Rutherford B. Hayes (1822-1893) was the Republican 19th President of the United States, 1877-1881. He was nominated because Ohio was a close and large state state. Previously he served one term as governor of Ohio, service in Congress as a Radical Republican who supported Reconstruction. He gained local fame as a general in the Civil War. He was a relatively conservative chief executive who left little mark, but exemplified the honest, hard-working party leadership of the Third Party System. He was the beneficiary of the "Compromise of 1877" that ended opposition to his election, and ended Reconstruction.
Hayes was a Victorian gentleman from a Yankee family that had resettled in Ohio. His father died befoire he was born, but his rich bachelor uncle Sardis Birchard took him under wing. He graduated from the local school, Kenyon College, and was the first president to attend Harvard Law School (Ll.B. 1845). He became a leading lawyer in Cincinnati, and inherited wealth from his uncle. His diary plainly reveals the ambivalence he felt when his political ambition clashed with his strict sense of morality, which told him that a man might gladly accept high office but should not actively seek it.

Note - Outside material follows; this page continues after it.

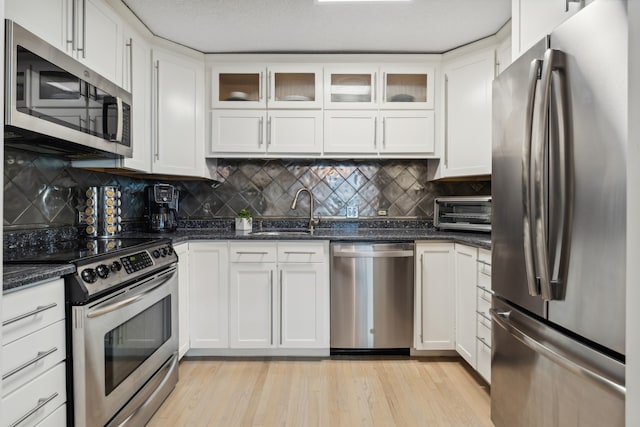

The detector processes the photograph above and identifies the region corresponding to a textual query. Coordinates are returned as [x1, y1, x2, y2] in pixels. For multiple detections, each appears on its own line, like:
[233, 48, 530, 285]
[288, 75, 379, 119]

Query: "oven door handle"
[87, 267, 177, 319]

Hayes had fewer popular votes than his opponent Samuel J. Tilden, and so entered the White House with his title clouded by the disputed election of 1876. Opponents called him "His Fraudulency" and "Rutherfraud B. Hayes," but soon he began to reassert the authority of the presidency and the sarcasm faded away. Hayes promoted Civil Service Reform to reduce the corruption inherent in the linkage between vote-seeking and office-holding. He named well-known reformers in high offices, and, ordering the last troops out of South Carolina and Louisiana, ended Reconstruction. He hoped to revive the Republican party in the South by persuading business-oriented conservatives (most of them ex-Whigs) to join a national party that would support their economic interests more effectively than the Democrats did. He failed because the South was polarized on race. Committed to the gold standard--the only basis, Hayes thought, of a sound currency--in 1878 he vetoed the Bland-Allison Silver Purchase bill, which called for the partial coinage of silver, but Congress passed it over his veto. He and First Lady Lucy Webb Hayes refused to serve alcoholic beverages, even at state functions; they called her "Lemonade Lucy."